Thanks for dropping by my blog! I so wish we had shops here like you took pictures of!

C K said...

It's just one of those shops that you 'have' to take a picture of when you step in (if you know what I mean). Though it felt abit furgitive taking the pictures with my trusty Nokia.

kyh said...

You've got an absolutely interesting blog! An expat's story in a foreign land is always the best.

And that's really a lot of red lanterns! The crowd's pretty packed huh?

I've linked you if you don't mind. :)


C K said...

Hey thanks! Actually, it's not as crowded as I thought it might be. In fact, there're a number of tourists there taking photos (me included...).

Hopeful Spirit said...

I'm so glad you contributed this post to The Seventh Day blog carnival On the Horizon. It is a wonderful addition . . . a fascinating description of the celebration. Thanks for participating and hope you will join in again in the future!!

Stop by and check out the other wonderful entries included this week!

Hopeful Spirit
On the Horizon

Sandy Carlson said...

That's a lovely story.

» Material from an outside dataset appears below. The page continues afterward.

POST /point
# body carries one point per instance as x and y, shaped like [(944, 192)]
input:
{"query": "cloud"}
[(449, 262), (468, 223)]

I am happy to learn the word for fish and its other meaning of "excess.' It's a good reminder that survival wasn't always something to take for granted--and still isn't.

I'm here from The Seventh Day.

C K said...

Hi Sandy, thanks for your comments. Yup, sometimes we just need to remind ourselves why we do the things that we do as a matter of habit. Perhaps it'll bring a new perspective.